キャンプでもらった写真データを何気なく開いていたときのこと。
焚き火を囲んだ集合写真の、すみのほう。
光の加減で少しぼやけているけれど——
(……あれ?)
私の後ろに立っているスタッフの男性。
その顔が、川崎さんとどこか似ている気がした。
——でも、服装が違う。
——それに、誰もその人のことを話題にしていなかった。
気のせいかもしれない。
でも確かに、写真のその人も、どこかを静かに見つめていた。
私はそっと画面を閉じた。
ねこやの扉は、たぶんまだ、ほんの少ししか開いていない。
その向こうに、どんな人たちが待っているのか。
私は、少しだけ楽しみになった。
本日のメニュー
・スモーキーアールグレイ
——焚き火の余韻を思わせる、燻香をまとった紅茶。
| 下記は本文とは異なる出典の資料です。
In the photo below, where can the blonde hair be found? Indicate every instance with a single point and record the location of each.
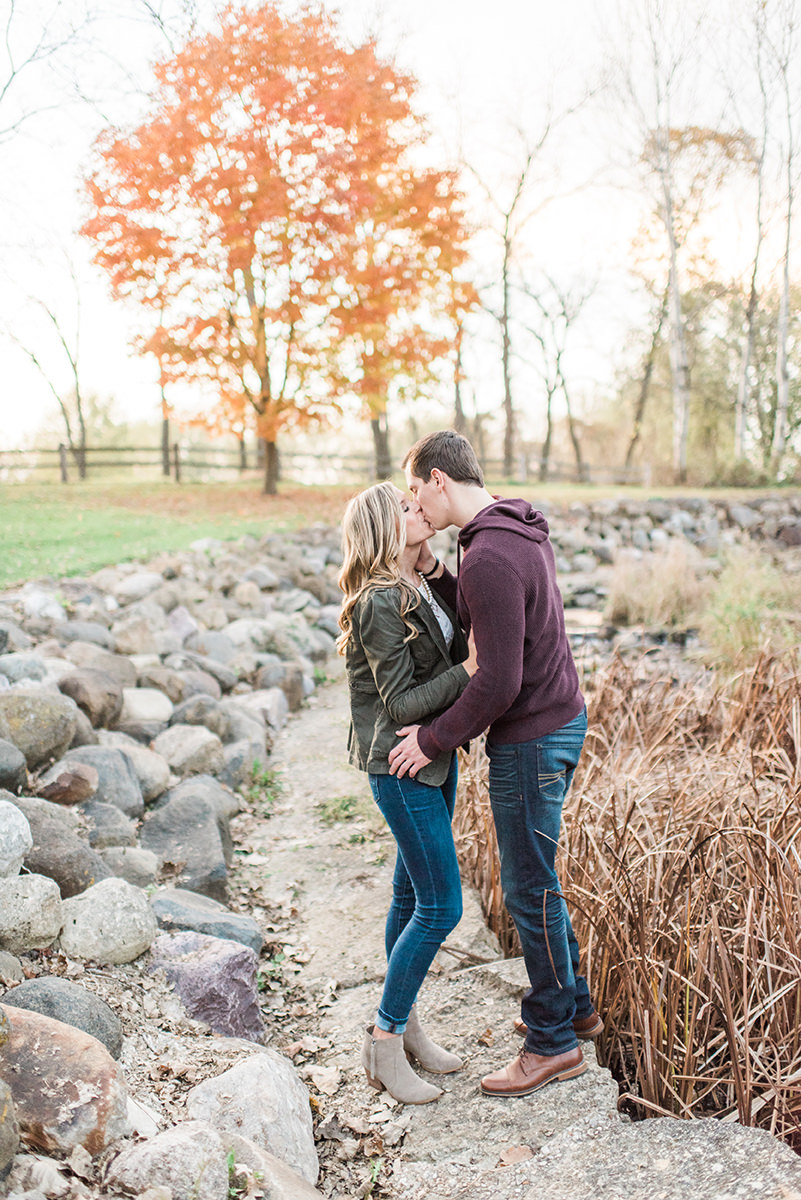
(373, 538)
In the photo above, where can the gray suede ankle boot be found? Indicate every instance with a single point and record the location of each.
(419, 1045)
(387, 1067)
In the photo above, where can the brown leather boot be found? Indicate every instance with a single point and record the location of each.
(583, 1026)
(387, 1067)
(529, 1072)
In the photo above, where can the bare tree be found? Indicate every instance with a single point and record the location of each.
(786, 51)
(559, 309)
(68, 341)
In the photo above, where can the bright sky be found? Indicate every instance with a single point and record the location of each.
(486, 71)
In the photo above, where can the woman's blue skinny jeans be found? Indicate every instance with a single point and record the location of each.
(426, 887)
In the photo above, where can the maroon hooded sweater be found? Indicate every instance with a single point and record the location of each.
(527, 683)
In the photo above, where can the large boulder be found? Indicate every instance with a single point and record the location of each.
(8, 1131)
(41, 724)
(58, 852)
(191, 838)
(176, 909)
(13, 771)
(96, 693)
(188, 1162)
(116, 779)
(72, 1005)
(191, 750)
(262, 1098)
(16, 839)
(31, 912)
(216, 981)
(112, 922)
(66, 1089)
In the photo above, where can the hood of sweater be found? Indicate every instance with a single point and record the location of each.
(516, 516)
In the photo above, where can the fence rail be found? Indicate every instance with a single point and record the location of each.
(193, 462)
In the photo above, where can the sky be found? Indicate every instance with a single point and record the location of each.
(487, 73)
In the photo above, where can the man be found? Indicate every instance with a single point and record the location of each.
(527, 693)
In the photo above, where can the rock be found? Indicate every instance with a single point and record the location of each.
(8, 1131)
(72, 1005)
(11, 970)
(744, 516)
(40, 604)
(84, 654)
(96, 693)
(134, 635)
(137, 587)
(263, 1099)
(192, 840)
(279, 1181)
(56, 851)
(178, 909)
(67, 784)
(18, 667)
(204, 709)
(206, 787)
(90, 631)
(16, 839)
(116, 779)
(190, 1161)
(110, 922)
(138, 867)
(41, 724)
(13, 772)
(66, 1087)
(705, 1159)
(30, 912)
(215, 979)
(145, 705)
(271, 705)
(108, 826)
(151, 769)
(191, 749)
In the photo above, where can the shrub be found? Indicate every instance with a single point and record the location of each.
(664, 587)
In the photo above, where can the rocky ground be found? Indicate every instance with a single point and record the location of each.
(303, 873)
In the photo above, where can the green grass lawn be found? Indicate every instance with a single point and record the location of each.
(70, 529)
(55, 529)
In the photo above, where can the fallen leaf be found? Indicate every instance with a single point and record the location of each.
(515, 1155)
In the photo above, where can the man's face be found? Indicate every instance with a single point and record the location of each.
(431, 498)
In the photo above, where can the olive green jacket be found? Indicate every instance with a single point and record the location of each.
(393, 684)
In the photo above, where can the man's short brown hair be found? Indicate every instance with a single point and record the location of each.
(450, 453)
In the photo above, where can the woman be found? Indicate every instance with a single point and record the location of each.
(402, 655)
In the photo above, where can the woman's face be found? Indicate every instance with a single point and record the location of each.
(417, 527)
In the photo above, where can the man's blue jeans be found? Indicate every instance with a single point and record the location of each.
(528, 784)
(426, 888)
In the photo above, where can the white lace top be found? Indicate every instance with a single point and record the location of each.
(443, 618)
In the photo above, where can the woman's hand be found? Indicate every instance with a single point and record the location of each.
(471, 661)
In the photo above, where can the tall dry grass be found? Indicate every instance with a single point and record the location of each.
(681, 864)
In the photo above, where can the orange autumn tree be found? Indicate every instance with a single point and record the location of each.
(270, 210)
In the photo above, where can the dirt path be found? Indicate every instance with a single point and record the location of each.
(318, 871)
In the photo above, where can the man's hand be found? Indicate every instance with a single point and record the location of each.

時間と記憶をゆっくりと解きほぐす。
・キャンドルビスケット(小さな炎のかたち)
——そっと灯りをともすように、誰かの記憶に寄り添う小さなひとしな。
あの夜、焚き火のそばで出会った“創さん”は本当にいたのでしょうか。
それとも、奏の心が見た、何かのかけらだったのでしょうか。
少しずつ明らかになるねこやの秘密——次の鍵は、どこで音を立てるのでしょうか。